Cambiamenti climatici “troppo rapidi perché la vita si adatti”. Shell sapeva, dal 1991

shell-cambiamenti-climatici-1024x439 - Copia[di Rete Clima su greenreport.itNon solo Exxon Mobil: la verità in un video prodotto un quarto di secolo fa (ma mai diffuso) dalla big oil, scoperto da The Guardian e The Corrispondent.

Se fossimo ai giorni odierni la definiremmo probabilmente di una azione di CSR (Corporate Social Responsbility), una forma di responsabilità ambientale da parte di una azienda preoccupata per le macro problematiche ambientali globali (originate peraltro anche dalle sue stesse attività nel mondo delle fonti energetiche fossili).

Stiamo parlando del video didattico e divulgativo “Climate of Concern” prodotto dalla Royal Dutch Shell nel 1991 ma mai reso pubblico, volto ad illustrare il cambiamento climatico e della sua pericolosità, con previsioni di riscaldamento assolutamente precise e coerenti (lo possiamo dire con il senno di poi, di oltre 15 anni di esperienza climatica) con l’incremento di temperatura effettivamente misurato negli anni a seguire.

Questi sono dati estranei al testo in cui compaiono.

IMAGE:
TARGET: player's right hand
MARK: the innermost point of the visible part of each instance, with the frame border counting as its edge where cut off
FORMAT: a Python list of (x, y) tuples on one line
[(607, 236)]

Una azione meritoria da parte di una major del petrolio, una “big oil”, destinato al mondo delle università e dell’istruzione superiore (ma effettivamente mai divulgato!), mosso dalla chiara consapevolezza per cui i cambiamenti climatici stanno accadendo “ad un ritmo più veloce che in qualsiasi altra epoca dalla fine dell’era glaciale. Cambiamenti troppo rapidi forse perché la vita si adatti”. A fronte di una tale chiara e lucida coscienza scientifica, che ha motivato perfino la realizzazione di un video divulgativo sulla pericolosità del climate change già nel lontano 1991! (ripetiamo, mai diffuso), ci si sarebbe aspettati una azione imprenditoriale coerente con questo rischio ambientale riconosciuto elevatissimo dalla stessa azienda… ma la storia ci racconta invece un’altra cosa, un diverso comportamento della Royal Dutch Shell.

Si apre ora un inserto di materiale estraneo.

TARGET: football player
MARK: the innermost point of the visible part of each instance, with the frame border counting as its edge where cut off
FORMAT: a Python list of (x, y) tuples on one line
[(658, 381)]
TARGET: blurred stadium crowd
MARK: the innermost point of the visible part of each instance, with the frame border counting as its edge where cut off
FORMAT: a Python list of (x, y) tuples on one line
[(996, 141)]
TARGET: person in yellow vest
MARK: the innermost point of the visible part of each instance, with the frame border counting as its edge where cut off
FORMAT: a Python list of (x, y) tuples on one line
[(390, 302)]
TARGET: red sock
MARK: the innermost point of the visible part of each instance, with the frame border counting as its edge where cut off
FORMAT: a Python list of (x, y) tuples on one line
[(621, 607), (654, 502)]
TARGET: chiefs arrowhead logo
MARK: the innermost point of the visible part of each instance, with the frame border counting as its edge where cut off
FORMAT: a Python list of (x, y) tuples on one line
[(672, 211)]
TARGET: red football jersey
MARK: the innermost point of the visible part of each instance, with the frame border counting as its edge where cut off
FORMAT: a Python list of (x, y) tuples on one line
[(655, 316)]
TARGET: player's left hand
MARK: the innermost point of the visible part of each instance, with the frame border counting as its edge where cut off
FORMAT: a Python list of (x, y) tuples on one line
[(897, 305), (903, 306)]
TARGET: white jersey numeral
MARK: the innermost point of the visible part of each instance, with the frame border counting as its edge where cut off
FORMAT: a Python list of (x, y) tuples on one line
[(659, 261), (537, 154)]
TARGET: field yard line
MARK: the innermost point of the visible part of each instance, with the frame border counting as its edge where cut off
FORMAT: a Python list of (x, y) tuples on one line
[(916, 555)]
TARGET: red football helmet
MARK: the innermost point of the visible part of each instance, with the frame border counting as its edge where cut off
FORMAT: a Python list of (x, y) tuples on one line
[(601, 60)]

La storia ci ha infatti mostrato una azienda non solo fortemente impegnata nel settore petrolifero, ma quanto più attiva nel rallentare le politiche climate friendly, a giocare un ruolo a livello importante nel sostenere il negazionismo climatico.

In questo caso c’è molto poco sa dire….a nostro parere questo documento è un atto di accusa grandissimo per la Shell, che potrà avere futuri strascichi magari anche legali, magari proprio da parte dei propri azionisti danneggiati dalle “politiche struzzo” di questa (e di altre) compagnie petrolifere: oggi alcuni tribunali sono infatti in prima linea nel “rileggere” l’azione storica di queste major del mondo del petrolio che, pur avendo così chiari i rischi climatici già molti anni prima che questi diventassero di dominio pubblico, hanno operato coscientemente negli anni per negarli e poter continuare così il proprio “business as usual”.

Una storia che appunto ricorda da vicino quanto recentemente accaduto ad Exxon Mobil, un’altra major del petrolio colta con le mani nel sacco ad aver realizzato (ed altrettanto celato all’opinione pubblica) un report in cui si evidenziava la consapevolezza in merito alla gravita dei rischi collegati al climate change… lì si è finiti in tribunale, qui vedremo.

Dice Jeremy Leggett, oggi imprenditore di energia solare ed ex geologo che ha studiato depositi di argillite con il finanziamento Shell e BP: «Il film mostra che la Shell aveva capito che la minaccia (del cambiamento climatico, n.d.r.) era gravissimo, potenzialmente compromissivo per l’esistenza della civiltà più di un quarto di secolo fa».

Ma in realtà Shell era a conoscenza dei rischi climatici già da tempo: un report aziendale confidenziale scritto nel 1986, fa notare il Guardian, sottolinea la possibilità di cambiamenti “rapidi e drammatici“, che “avrebbero potuto impattare sull’ambiente, sui futuri standard vitali, sulle forniture di cibo, avendo importanti conseguenze a livello sociale, sconomico e politico”.

Insomma, il futuro di oggi già previsto nel 1986…. senza che sia stato fatto niente, anzi finanziando il negazionismo climatico.